Efficacy, safety and immunogenicity data support ABP 980 as a trastuzumab biosimilar and add to the totality of evidence currently under review by the European Medicines Agency and the US Food and Drug Administration.

The co-primary endpoints of the study were risk difference and risk ratio of pathologic complete response in breast tissue and axillary lymph nodes, and the prespecified equivalence margins were +/-13% for RD and 0.759 to 1.318 for RR.

According to local review, 48% and 40.5% of patients in the ABP 980 arm and trastuzumab arm, respectively, achieved pathologic complete response.

RD and RR of pathologic complete response were 7.3% (90 % CI: 1.2, 13.4) and 1.19 (90% CI: 1.033, 1.366) respectively.

Based on central independent review, which was conducted as part of a sensitivity analysis, 47.8% and 41.8% in the ABP 980 arm and trastuzumab arm, respectively, achieved pathologic complete response. RD and RR of pathologic complete response respectively were 5.8% (90% CI: -0.5, 12.0) and 1.14 (90% CI: 0.993, 1.312).

Frequency, type and severity of adverse events were similar between ABP 980 and trastuzumab. No new safety signals compared to the known safety profile of trastuzumab were detected.

Amgen and Allergan are collaborating on the development and commercialization of four oncology biosimilars. Amgen has a total of 10 biosimilars in its portfolio, one of which has been approved by the FDA and European authorities.

The ABP 980 Phase 3 LILAC study was a randomised, multicenter, double-blinded, active-controlled study (study number 20120283) that evaluated safety and efficacy of ABP 980 compared to trastuzumab in adult female patients with HER2-positive early breast cancer. There were 725 patients randomized, with 364 patients in the ABP 980 group and 361 patients in the trastuzumab group.

In the neoadjuvant phase, enrolled patients received run-in chemotherapy consisting of epirubicin and cyclophosphamide every three weeks for four cycles. Once run-in chemotherapy was completed, patients with adequate cardiac function were randomized 1: 1 to receive ABP 980 or trastuzumab, plus paclitaxel, Q3W for four cycles.

Surgery (breast and sentinel node or axillary lymph node resection) was complete three to seven weeks after the last dose of either ABP 980 or trastuzumab in the neoadjuvant phase, and pathologic complete response was analysed.

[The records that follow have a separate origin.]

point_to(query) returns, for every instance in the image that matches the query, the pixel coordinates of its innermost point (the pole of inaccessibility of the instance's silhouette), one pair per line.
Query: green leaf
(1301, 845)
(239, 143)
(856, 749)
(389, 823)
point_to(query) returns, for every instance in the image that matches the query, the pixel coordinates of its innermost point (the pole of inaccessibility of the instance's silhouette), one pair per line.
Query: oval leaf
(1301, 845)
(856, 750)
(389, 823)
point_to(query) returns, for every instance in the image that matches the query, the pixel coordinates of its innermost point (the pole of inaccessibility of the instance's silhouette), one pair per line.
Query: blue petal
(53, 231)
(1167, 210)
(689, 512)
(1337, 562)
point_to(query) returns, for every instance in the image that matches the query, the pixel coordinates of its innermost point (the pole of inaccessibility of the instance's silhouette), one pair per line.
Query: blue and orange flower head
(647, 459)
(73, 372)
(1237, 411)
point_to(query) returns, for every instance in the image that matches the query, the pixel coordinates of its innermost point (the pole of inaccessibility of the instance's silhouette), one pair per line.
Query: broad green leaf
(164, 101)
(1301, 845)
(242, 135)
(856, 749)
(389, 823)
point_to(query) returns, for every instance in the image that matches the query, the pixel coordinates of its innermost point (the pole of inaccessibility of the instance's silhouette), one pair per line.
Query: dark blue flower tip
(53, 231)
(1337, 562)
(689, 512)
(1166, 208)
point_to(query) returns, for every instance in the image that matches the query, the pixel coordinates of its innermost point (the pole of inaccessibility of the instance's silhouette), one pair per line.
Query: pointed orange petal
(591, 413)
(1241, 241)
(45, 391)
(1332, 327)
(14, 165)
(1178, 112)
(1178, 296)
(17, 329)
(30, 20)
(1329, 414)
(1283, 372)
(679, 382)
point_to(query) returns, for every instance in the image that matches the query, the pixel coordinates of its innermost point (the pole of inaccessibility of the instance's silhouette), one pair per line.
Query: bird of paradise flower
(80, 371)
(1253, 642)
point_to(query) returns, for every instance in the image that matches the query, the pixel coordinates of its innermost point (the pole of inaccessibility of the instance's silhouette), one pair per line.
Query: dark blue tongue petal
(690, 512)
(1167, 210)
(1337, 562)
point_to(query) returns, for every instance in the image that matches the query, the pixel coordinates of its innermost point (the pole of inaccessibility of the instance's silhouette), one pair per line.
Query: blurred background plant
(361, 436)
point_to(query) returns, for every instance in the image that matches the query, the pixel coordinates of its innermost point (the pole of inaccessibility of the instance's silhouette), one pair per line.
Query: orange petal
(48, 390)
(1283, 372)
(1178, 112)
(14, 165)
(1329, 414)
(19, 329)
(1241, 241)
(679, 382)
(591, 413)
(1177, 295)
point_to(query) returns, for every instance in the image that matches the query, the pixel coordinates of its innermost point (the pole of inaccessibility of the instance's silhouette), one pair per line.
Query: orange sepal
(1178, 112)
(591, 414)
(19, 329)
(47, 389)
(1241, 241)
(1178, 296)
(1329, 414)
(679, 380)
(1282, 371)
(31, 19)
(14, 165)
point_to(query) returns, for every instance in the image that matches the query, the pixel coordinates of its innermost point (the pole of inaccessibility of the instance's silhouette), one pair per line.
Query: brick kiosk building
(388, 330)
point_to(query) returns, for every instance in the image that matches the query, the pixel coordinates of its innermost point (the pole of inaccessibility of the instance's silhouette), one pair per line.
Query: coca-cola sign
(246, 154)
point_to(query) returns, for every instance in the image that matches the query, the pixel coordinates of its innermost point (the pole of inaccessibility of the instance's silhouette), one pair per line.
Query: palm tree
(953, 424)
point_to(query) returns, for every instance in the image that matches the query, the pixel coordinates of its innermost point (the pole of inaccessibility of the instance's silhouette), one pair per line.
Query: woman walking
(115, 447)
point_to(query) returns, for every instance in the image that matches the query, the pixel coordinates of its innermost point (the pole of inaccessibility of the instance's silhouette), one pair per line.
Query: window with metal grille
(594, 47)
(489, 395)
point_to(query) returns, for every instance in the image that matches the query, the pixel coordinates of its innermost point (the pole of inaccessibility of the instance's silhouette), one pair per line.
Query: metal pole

In the adjuvant phase, following surgery, patients received ABP 980 or trastuzumab Q3W for up to one year from the first day either product was administered in the neoadjuvant phase. Patients who received ABP 980 during the neoadjuvant phase continued to receive ABP 980 Q3W for the adjuvant phase.

Patients who received trastuzumab during the neoadjuvant phase either underwent a single switch to ABP 980 or continued on trastuzumab Q3W for the adjuvant phase.

The allocation to a treatment group during the neoadjuvant or adjuvant phase occurred by randomisation, as did the single switch from trastuzumab to ABP 980 after the neoadjuvant phase.

The primary analysis was conducted when the last patient completed the surgery following the neoadjuvant therapy. Statistical equivalence was assessed by comparing the confidence interval of the RD and RR of the pathologic complete response in breast tissue and axillary lymph nodes with the prespecified equivalence margins.

HER2-positive early breast cancer is a breast cancer that tests positive for a protein called human epidermal growth factor receptor 2, which promotes the growth of cancer cells.

Approximately 20% of all breast cancers are HER2-positive. Breast cancer is the most common cancer in Europe for females, and the most common cancer overall, with more than 464,000 new cases diagnosed each year.

HER2-positive breast cancers tend to grow and spread more aggressively than HER2-negative breast cancers.1

ABP 980 is being developed as a biosimilar to trastuzumab, a recombinant DNA-derived humanized monoclonal immunoglobulin G1 kappa antibody approved in many regions for the treatment of HER2-overexpressing early breast cancer, adjuvant breast cancer, metastatic breast cancer and metastatic gastric cancer.

The active ingredient of ABP 980 is a humanized monoclonal antibody that has the same amino acid sequence as trastuzumab.